A Republic … if you can keep it

by Barnabas Firth
Upon leaving the Constitutional Convention, Benjamin Franklin was asked by a woman, “What have you given us, Sir?”
“A Republic, Madam,” Franklin answered, “if you can keep it.”
Why is it that, unlike Franklin’s clear statement, so many of our leaders across the political spectrum today refer to America as a democracy? Many people use the terms Republic and Democracy interchangeably.
The word Democracy cannot be found in either the Declaration of Independence or the Constitution. Article 4, section 4 of the Constitution begins: “The United States shall guarantee to every State in this Union a Republican Form of Government…”
What’s the difference?
In a democracy, the people directly control the State’s affairs; majority rule.
Alexander Hamilton stated, “It has been observed that a pure democracy, if it were practicable, would be the most perfect government. Experience has proved that no position is more false than this. The ancient democracies, in which the people themselves deliberated, never possessed one feature of good government. Their very character was tyranny: their figure deformity.”

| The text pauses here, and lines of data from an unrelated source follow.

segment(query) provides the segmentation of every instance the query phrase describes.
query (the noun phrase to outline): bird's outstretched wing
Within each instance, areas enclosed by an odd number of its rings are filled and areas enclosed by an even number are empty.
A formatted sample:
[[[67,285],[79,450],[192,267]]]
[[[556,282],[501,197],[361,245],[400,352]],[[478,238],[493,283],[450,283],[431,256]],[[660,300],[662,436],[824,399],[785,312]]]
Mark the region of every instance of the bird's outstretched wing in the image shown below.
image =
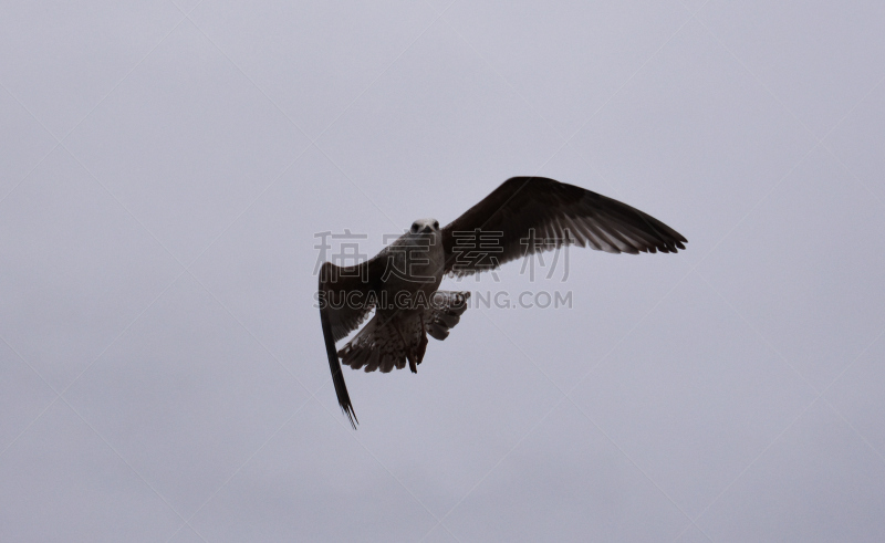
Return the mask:
[[[677,252],[679,232],[626,203],[545,177],[513,177],[442,229],[446,273],[469,275],[568,243]]]
[[[351,333],[365,320],[373,305],[371,292],[376,292],[384,262],[372,259],[357,265],[337,267],[326,262],[320,269],[320,323],[323,327],[329,368],[335,385],[341,410],[356,428],[356,414],[341,373],[335,342]]]

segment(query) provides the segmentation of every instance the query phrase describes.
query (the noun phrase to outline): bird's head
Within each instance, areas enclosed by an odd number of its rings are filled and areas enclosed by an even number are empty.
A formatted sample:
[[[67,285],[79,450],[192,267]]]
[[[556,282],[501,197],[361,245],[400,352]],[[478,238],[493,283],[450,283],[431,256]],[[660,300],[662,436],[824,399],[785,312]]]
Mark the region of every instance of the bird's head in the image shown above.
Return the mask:
[[[439,232],[439,221],[436,219],[418,219],[412,223],[410,233]]]

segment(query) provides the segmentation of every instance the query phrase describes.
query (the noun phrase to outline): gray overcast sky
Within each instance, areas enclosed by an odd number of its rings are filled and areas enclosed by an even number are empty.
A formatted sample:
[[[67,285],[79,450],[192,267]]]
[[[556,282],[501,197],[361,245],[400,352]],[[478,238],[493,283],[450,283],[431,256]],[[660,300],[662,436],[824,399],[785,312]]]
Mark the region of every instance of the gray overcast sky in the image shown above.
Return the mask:
[[[872,0],[2,2],[0,540],[885,541],[883,77]],[[314,233],[533,174],[688,250],[446,280],[573,306],[351,430]]]

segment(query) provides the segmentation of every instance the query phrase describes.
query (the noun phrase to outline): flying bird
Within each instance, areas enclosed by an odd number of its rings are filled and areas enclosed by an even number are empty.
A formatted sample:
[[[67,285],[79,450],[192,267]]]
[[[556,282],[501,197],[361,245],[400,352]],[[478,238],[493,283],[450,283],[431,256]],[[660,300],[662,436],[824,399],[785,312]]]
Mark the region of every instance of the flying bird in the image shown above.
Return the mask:
[[[611,253],[677,252],[688,241],[626,203],[544,177],[508,179],[440,228],[418,219],[377,255],[352,267],[320,269],[320,322],[339,405],[353,428],[341,363],[366,372],[417,366],[427,336],[442,341],[467,309],[469,292],[440,291],[444,275],[493,270],[566,244]],[[340,351],[335,342],[372,320]]]

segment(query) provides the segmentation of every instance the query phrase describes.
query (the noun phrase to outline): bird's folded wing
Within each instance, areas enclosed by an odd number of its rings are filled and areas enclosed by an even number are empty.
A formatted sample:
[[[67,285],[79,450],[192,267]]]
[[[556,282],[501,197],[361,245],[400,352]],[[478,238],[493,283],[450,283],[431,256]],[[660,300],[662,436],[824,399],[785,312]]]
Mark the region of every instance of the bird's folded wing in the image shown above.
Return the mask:
[[[513,177],[442,229],[446,272],[469,275],[566,243],[677,252],[687,240],[626,203],[544,177]]]

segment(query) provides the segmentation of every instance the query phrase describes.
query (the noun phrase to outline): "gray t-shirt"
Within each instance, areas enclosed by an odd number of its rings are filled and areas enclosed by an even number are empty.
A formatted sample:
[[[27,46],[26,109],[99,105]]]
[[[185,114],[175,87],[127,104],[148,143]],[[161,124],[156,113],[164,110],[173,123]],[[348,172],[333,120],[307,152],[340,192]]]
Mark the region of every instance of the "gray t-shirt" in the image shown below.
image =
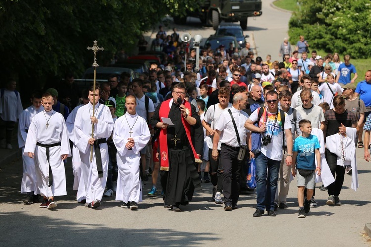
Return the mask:
[[[358,99],[357,97],[353,100],[345,100],[345,108],[347,110],[352,112],[356,115],[356,118],[358,121],[360,119],[360,113],[364,113],[366,110],[366,107],[365,106],[365,103],[362,99],[359,99],[359,109],[358,109]]]

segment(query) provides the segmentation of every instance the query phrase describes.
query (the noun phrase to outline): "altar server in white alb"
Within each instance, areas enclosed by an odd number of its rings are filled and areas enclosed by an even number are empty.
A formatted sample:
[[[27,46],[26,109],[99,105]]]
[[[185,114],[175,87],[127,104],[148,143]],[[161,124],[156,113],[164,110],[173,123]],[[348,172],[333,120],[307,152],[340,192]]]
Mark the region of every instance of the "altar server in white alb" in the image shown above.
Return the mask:
[[[122,201],[123,208],[138,209],[142,201],[140,178],[140,150],[145,148],[151,133],[146,120],[136,112],[137,102],[133,96],[126,97],[127,112],[115,123],[113,142],[117,149],[119,170],[116,200]]]
[[[22,153],[27,138],[28,129],[30,128],[31,119],[35,115],[43,111],[41,106],[41,92],[35,92],[31,95],[31,101],[32,105],[26,108],[19,117],[18,126],[18,143],[19,148],[22,149]],[[35,162],[28,156],[23,155],[23,175],[21,184],[21,193],[26,194],[25,204],[32,204],[39,202],[38,194],[40,192],[38,188],[36,181],[36,173],[35,171]]]
[[[67,130],[68,131],[68,137],[73,143],[72,146],[72,173],[74,175],[73,185],[72,189],[77,190],[76,199],[78,203],[85,203],[86,198],[86,183],[88,181],[88,174],[89,173],[89,164],[84,164],[81,161],[80,156],[80,151],[75,144],[75,136],[73,134],[73,128],[75,123],[75,119],[76,117],[77,110],[80,107],[84,106],[89,103],[88,98],[88,89],[83,91],[83,104],[75,107],[72,112],[70,113],[66,120]],[[84,172],[83,172],[83,170]],[[80,188],[81,189],[79,189]]]
[[[111,136],[113,129],[113,120],[109,108],[99,103],[100,88],[95,91],[93,86],[88,93],[89,103],[80,107],[75,119],[74,135],[75,145],[80,152],[81,165],[89,167],[85,188],[79,186],[77,194],[86,193],[85,206],[95,209],[100,206],[107,183],[108,167],[108,147],[107,139]],[[95,101],[94,101],[95,94]],[[94,117],[93,117],[93,104],[95,104]],[[92,138],[92,124],[94,126],[94,138]],[[93,156],[91,161],[91,147]],[[86,172],[85,170],[83,172]],[[81,197],[78,200],[83,200]]]
[[[57,206],[55,196],[67,195],[63,160],[70,156],[68,134],[64,118],[53,110],[54,100],[49,93],[43,94],[44,108],[32,118],[23,155],[34,159],[37,184],[44,199],[39,207]]]

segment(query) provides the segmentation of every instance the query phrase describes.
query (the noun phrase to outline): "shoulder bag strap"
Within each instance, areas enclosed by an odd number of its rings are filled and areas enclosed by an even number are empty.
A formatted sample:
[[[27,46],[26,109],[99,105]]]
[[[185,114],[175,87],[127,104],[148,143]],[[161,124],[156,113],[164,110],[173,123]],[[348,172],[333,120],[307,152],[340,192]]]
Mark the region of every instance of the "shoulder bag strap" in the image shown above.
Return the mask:
[[[231,110],[228,109],[228,111],[230,114],[230,115],[231,116],[231,118],[232,119],[233,125],[234,126],[234,130],[236,131],[236,135],[237,135],[237,140],[238,141],[238,144],[239,144],[239,146],[240,147],[241,140],[239,139],[239,133],[238,133],[238,130],[237,130],[237,125],[236,124],[236,122],[235,121],[234,121],[234,118],[233,117],[233,115],[232,115],[232,112],[231,111]]]

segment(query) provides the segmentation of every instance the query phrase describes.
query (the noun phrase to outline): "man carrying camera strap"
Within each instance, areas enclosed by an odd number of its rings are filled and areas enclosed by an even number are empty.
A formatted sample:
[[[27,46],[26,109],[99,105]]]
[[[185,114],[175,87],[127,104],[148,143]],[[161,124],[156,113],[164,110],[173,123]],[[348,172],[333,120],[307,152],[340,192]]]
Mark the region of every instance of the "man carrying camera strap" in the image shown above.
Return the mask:
[[[254,217],[261,216],[264,213],[264,209],[268,212],[268,215],[276,216],[275,195],[283,157],[284,132],[288,153],[286,165],[290,166],[292,164],[292,124],[287,114],[278,109],[278,94],[275,91],[268,92],[266,95],[268,105],[266,114],[258,119],[259,111],[255,111],[245,124],[245,127],[250,131],[258,132],[262,135],[261,152],[255,155],[257,207]],[[281,116],[282,114],[284,117]],[[284,119],[284,123],[282,123]],[[254,125],[257,121],[259,121],[257,127]]]
[[[233,106],[228,111],[223,111],[215,126],[211,156],[215,160],[218,156],[220,157],[222,167],[224,171],[223,188],[224,210],[226,211],[231,211],[237,208],[241,167],[247,157],[245,155],[245,157],[238,159],[238,154],[241,147],[246,145],[246,139],[250,137],[249,131],[244,126],[249,115],[242,111],[246,107],[247,98],[247,95],[244,93],[235,94],[233,97]],[[233,124],[233,122],[235,124]],[[237,132],[239,140],[237,137]],[[222,143],[220,156],[217,149],[219,139]]]

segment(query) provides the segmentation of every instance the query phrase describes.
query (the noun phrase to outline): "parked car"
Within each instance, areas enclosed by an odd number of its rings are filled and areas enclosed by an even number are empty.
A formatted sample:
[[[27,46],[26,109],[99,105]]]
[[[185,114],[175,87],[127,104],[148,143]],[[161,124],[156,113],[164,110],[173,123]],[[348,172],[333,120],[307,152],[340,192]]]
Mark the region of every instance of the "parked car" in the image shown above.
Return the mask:
[[[221,23],[215,32],[215,35],[234,36],[241,48],[245,47],[245,39],[249,37],[248,35],[243,35],[243,30],[240,25],[229,22]]]
[[[216,50],[222,44],[227,48],[229,47],[230,43],[233,43],[233,47],[235,48],[239,47],[239,45],[235,37],[225,35],[212,35],[210,36],[206,40],[205,45],[206,46],[208,44],[210,44],[211,46],[211,49]]]

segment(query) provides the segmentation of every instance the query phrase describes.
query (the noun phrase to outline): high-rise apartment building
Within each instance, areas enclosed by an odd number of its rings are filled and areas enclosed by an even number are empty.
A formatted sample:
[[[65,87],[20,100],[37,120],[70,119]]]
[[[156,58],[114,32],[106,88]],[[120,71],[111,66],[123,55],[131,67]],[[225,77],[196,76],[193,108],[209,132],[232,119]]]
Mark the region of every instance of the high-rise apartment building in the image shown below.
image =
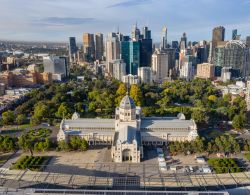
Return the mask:
[[[178,41],[172,41],[172,48],[179,50],[179,42]]]
[[[112,72],[109,69],[109,62],[113,60],[120,59],[121,55],[121,42],[116,33],[109,33],[106,40],[106,63],[107,63],[107,72]]]
[[[0,96],[5,94],[5,84],[4,83],[0,83]]]
[[[175,66],[175,50],[156,50],[152,55],[152,74],[155,82],[163,82],[171,75],[170,71]]]
[[[215,27],[213,29],[213,42],[219,42],[225,40],[225,28],[223,26]]]
[[[129,42],[129,74],[137,75],[140,67],[140,42]]]
[[[196,77],[201,79],[214,79],[215,66],[209,63],[197,65]]]
[[[122,41],[121,58],[126,63],[127,74],[137,75],[137,69],[140,67],[140,42]]]
[[[162,35],[161,35],[161,49],[167,49],[168,47],[168,29],[167,27],[162,28]]]
[[[180,78],[191,80],[195,76],[196,58],[191,55],[187,55],[183,59],[182,67],[180,68]]]
[[[147,26],[142,28],[142,38],[151,39],[151,30],[149,30]]]
[[[95,34],[95,59],[101,60],[104,53],[103,34]]]
[[[95,59],[95,40],[93,34],[83,34],[83,52],[85,61],[90,62]]]
[[[44,72],[52,73],[54,80],[61,80],[69,75],[67,60],[65,57],[43,57]]]
[[[187,49],[187,34],[184,32],[181,37],[180,50],[185,51]]]
[[[139,39],[141,38],[141,31],[137,28],[137,24],[132,28],[131,38],[132,41],[139,41]]]
[[[138,68],[138,77],[139,77],[141,83],[150,84],[153,80],[151,67]]]
[[[123,60],[113,60],[110,62],[113,68],[113,77],[119,81],[126,75],[126,64]]]
[[[232,40],[237,40],[237,37],[238,37],[237,29],[233,29],[233,31],[232,31]]]
[[[225,28],[223,26],[215,27],[212,32],[212,42],[210,43],[209,62],[214,64],[215,49],[220,42],[225,40]]]
[[[247,111],[250,111],[250,81],[247,81],[247,90],[246,90],[246,104]]]
[[[250,47],[250,36],[246,37],[246,46]]]
[[[69,62],[75,63],[76,61],[77,61],[76,38],[69,37]]]
[[[214,64],[216,66],[232,68],[238,71],[241,76],[248,76],[250,75],[250,48],[237,40],[217,46],[215,49]]]
[[[140,42],[140,67],[151,66],[152,53],[153,53],[153,41],[151,39],[151,31],[148,27],[144,27],[143,36],[139,40]]]

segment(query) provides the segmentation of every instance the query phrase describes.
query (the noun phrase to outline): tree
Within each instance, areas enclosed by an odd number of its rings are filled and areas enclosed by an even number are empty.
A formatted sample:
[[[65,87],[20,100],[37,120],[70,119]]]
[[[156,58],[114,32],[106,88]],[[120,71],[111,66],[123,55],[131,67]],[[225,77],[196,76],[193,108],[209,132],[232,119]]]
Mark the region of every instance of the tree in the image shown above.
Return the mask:
[[[208,96],[208,100],[211,102],[216,102],[217,97],[215,95],[210,95],[210,96]]]
[[[25,122],[25,120],[26,120],[26,116],[24,114],[19,114],[16,117],[16,123],[18,125],[22,125]]]
[[[245,117],[241,114],[235,115],[232,121],[232,126],[234,129],[241,130],[245,126]]]
[[[138,85],[131,85],[130,97],[134,100],[137,106],[142,106],[142,92]]]
[[[42,120],[48,116],[49,108],[44,102],[38,102],[35,105],[34,115],[30,119],[32,125],[38,125]]]
[[[61,151],[68,151],[69,144],[65,140],[61,140],[57,142],[57,149]]]
[[[65,102],[61,103],[61,105],[59,106],[58,111],[57,111],[57,116],[59,116],[61,118],[63,118],[63,117],[70,118],[71,117],[70,108]]]
[[[21,137],[19,137],[18,145],[24,151],[29,151],[30,155],[33,156],[33,143],[27,135],[22,135]]]
[[[195,108],[192,112],[192,119],[197,123],[202,123],[208,121],[208,116],[205,110]]]
[[[15,121],[15,115],[13,111],[6,111],[2,113],[2,120],[4,125],[12,125]]]
[[[76,103],[74,107],[75,107],[77,112],[84,113],[84,105],[82,102]]]

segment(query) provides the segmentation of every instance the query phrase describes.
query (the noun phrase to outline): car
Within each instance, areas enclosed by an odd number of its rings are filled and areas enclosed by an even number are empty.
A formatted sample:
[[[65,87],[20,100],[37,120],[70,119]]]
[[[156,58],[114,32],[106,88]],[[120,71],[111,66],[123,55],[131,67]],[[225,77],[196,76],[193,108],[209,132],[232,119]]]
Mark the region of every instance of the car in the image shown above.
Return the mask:
[[[163,157],[158,157],[158,162],[165,162],[165,158],[163,158]]]
[[[49,123],[42,123],[41,125],[44,126],[44,127],[50,127]]]
[[[164,172],[164,171],[167,171],[168,169],[167,167],[160,167],[160,170]]]

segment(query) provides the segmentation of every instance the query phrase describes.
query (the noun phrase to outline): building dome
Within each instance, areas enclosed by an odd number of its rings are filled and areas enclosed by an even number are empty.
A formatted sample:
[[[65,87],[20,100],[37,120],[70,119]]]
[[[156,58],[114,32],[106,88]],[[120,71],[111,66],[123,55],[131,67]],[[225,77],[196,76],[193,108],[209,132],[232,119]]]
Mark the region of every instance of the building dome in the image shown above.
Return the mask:
[[[75,112],[73,115],[72,115],[72,120],[77,120],[77,119],[79,119],[80,118],[80,114],[79,113],[77,113],[77,112]]]
[[[122,101],[120,103],[120,108],[121,109],[126,109],[126,110],[135,109],[136,108],[135,102],[134,102],[134,100],[131,97],[129,97],[128,95],[126,95],[122,99]]]

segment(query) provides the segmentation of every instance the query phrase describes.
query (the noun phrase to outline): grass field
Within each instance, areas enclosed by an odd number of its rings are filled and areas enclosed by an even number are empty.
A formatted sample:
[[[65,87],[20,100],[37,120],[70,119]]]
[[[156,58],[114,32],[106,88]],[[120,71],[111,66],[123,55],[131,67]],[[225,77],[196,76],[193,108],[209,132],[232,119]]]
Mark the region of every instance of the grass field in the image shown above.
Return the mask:
[[[250,153],[245,154],[245,157],[250,161]]]
[[[9,159],[9,157],[10,157],[11,155],[12,155],[11,153],[8,153],[8,154],[1,154],[1,155],[0,155],[0,165],[3,165],[3,164]]]

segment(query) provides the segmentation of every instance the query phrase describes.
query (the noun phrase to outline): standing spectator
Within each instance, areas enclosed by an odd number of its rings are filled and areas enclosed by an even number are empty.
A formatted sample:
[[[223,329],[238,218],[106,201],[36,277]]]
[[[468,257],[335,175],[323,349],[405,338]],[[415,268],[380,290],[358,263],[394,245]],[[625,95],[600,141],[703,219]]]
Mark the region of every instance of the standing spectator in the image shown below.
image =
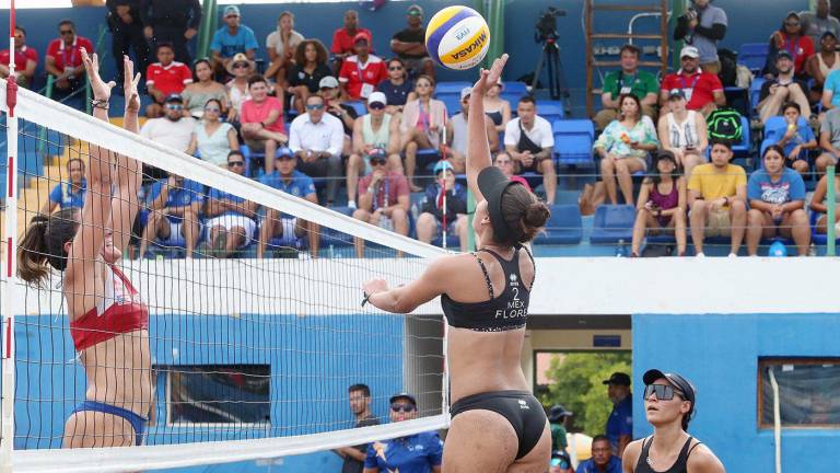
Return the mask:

Rule by a majority is not freedom. What if the majority decides to vote itself benefits? Or worse, what if they decide to do so at the expense of the rights of the few? Democracy in its pure form is the tyranny of a majority, and it rarely lasts long.
James Madison wrote, “… democracies have ever been spectacles of turbulence and contention; have ever been found incompatible with personal security or the rights of property; and have in general been as short in their lives as they have been violent in their deaths.”  
Democracy fails because the power of the majority makes the system unstable, leading to often-violent strife and chaos. And the ability to sway the masses results in the rise of a popular elite, such as Hitler’s rise in Germany. A democracy, then, is the transition of a government to an oligarchy — the rule of an elite, powerful group.
America’s founders took a different path. Before the ratification of the Constitution, Madison wrote, “Complaints are everywhere heard … that the public good is disregarded in the conflicts of rival parties, and that measures are too often decided, not according to the rules of justice and the rights of the minor party, but by the superior force of an interested and overbearing majority.”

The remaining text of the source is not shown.